Thespian Banquet


Abigail Evers

14 thespians graduate together, but will forever be bonded through their time spent and memories together.

Abigail Evers, Copy Editor

On April 24, the thespians held their annual banquet to reflect on the year of performances and events, induct new thespians and thespian officers, announce the schedule and shows for the next year, and say goodbye to the seniors.
13 thespians were inducted at the banquet, creating a total of 34 thespians.
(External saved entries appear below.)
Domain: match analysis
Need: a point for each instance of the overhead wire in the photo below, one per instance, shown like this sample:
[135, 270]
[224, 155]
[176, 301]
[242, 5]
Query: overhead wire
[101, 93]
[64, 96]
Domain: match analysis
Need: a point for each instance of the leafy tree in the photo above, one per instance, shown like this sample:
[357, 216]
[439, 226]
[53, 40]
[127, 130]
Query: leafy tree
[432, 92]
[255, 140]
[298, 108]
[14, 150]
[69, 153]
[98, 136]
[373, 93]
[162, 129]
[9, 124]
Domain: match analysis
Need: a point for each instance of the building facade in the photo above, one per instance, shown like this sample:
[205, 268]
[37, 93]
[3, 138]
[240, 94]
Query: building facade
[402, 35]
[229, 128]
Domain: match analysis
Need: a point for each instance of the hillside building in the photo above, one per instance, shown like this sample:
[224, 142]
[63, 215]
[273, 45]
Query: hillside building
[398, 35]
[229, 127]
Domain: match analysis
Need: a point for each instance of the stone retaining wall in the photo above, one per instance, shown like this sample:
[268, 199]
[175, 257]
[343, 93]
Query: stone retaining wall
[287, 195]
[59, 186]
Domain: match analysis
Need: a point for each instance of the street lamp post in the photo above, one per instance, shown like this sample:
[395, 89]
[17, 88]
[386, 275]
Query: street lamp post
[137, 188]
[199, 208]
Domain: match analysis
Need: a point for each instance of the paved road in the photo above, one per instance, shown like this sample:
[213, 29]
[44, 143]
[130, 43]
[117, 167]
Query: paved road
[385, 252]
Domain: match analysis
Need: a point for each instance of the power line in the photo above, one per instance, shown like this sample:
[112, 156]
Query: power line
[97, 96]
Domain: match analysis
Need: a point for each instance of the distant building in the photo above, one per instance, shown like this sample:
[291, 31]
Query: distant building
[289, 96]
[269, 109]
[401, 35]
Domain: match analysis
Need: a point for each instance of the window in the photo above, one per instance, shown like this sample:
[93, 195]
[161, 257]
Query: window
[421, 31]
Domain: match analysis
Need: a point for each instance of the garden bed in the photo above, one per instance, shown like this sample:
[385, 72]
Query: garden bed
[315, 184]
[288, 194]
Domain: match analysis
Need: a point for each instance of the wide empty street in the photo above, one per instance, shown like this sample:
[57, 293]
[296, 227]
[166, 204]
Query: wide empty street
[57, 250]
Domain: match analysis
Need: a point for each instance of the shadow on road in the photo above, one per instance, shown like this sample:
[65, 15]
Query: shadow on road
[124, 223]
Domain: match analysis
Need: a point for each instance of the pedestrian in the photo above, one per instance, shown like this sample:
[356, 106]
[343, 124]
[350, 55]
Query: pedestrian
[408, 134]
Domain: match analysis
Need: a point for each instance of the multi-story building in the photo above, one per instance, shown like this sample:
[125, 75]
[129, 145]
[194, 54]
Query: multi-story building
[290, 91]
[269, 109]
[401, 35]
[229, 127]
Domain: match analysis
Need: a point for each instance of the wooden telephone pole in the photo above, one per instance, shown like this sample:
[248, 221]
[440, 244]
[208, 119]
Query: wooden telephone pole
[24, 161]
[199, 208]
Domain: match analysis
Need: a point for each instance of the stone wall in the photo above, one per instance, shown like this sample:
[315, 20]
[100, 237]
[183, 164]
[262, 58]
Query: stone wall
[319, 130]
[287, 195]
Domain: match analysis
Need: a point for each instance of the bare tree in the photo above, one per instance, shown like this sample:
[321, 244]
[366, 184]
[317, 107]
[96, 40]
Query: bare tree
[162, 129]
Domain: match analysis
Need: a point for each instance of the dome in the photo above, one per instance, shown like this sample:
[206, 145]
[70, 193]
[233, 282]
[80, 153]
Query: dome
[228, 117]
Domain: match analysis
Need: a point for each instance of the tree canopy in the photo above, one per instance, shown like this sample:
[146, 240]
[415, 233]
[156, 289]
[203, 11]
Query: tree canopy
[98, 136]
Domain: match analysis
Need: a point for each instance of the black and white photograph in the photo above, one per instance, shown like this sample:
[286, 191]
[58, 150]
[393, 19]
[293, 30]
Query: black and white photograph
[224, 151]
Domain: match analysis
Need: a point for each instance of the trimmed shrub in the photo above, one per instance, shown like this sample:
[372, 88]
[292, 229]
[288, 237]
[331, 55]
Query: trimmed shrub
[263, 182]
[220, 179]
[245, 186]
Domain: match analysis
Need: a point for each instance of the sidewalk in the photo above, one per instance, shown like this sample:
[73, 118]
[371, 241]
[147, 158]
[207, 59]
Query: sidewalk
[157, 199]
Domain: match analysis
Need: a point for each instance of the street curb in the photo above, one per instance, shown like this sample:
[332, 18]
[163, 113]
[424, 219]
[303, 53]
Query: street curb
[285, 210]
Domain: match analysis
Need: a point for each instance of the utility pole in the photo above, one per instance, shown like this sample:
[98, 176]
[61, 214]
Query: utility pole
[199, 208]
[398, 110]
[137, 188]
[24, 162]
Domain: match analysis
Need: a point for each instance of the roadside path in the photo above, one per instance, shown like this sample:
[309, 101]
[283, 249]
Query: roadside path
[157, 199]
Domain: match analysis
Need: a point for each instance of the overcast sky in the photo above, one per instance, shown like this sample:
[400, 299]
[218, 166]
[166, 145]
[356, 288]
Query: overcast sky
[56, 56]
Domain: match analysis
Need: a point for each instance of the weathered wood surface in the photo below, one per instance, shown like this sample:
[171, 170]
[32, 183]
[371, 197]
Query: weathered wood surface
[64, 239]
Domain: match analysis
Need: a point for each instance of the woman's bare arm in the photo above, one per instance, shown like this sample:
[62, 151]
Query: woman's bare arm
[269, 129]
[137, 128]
Although 14 are graduating, current thespian president and senior Sarah Nelson is thrilled to grow the troupe.
“Especially after coming out of covid, I really wanted to recruit more thespians and promote more theatre involvement,” Nelson said. “I’m very proud of how much our troupe has grown in the last two years.”
To become a Thespian, it is required to accumulate a certain number of points, collected through participating in shows or watching them live.
“The best thing about being a thespian is the bonding moments in our troupe,” Nelson said. “I love going to see shows together, having movie nights, and going to the Missouri State Thespian Conference. I love taking the friendships that we’ve established in the school shows and growing even closer as a troupe.”
The troupe attends the Missouri State Thespian Conference every year in Kansas City in early January, participating in classes and competitions with thespians across Illinois, Kansas, and Missouri.
Thespian and senior Jasmine Harris said, “The highlight of my year was ThesCon because of the wonderful plays and musicals that were done, the amazing people I got to meet, and the closer connections I made with my fellow Thespians. It is an amazing experience and you learn so much from others and make great connections while you are there.”
At the banquet, Sarah Nelson took off her president’s sash and gave it to the elected 2023-2024 Thespian President, sophomore Addison Gutschenritter.
“I wanted to become president to become closer with my theater friends, and to continue to create a loving and welcoming environment for new and returning thespians,” Gutschenritter said. “The environment has been such a wonderful experience for me, and I know how hard it is to be in a new place, and what it’s like to feel alone. I don’t want anyone else to feel like that and I want to make thespians, and as a result, theater, as wonderful an environment as I can, and being president, I have a little more say in events and such.”
As the night came to a close, the 22-23 theater season did too, leaving friends with bittersweet feelings.
“I’m definitely going to miss the kindness they have shown,” Gutschenritter said. “My senior friends were some of the first people I met when I entered high school, and they took me under their wing and made me feel at home.”
Even as the seniors take their leave, they’re still grateful for the times they’ve had and the memories they’ve made.
“What I would say to fellow Thespians or people in theatre, in general, is that getting out of your comfort zone is the best feeling ever,” Harris said. “I was always a shy person so getting on that stage was very much out of my comfort zone, but now I feel like a new person and I have met so many wonderful people as well. That is probably the best decision I have ever made.”
Especially to their friends left behind, the seniors wish them well and leave some advice.
“To the underclassmen, please enjoy this time and allow each moment to be an opportunity for something that will ultimately bring you closer to those around you,” Nelson said. “Embrace the unexpected moments and give it your all. You never know what role you’ll get, or who you’ll be working closely with each show, so be open to doing something new even if it’s not what you’d originally envisioned. To the incoming seniors, take the time to grow closer as a senior class and enjoy your last year together. Be the role models for the underclassmen and continue to support and celebrate each other.”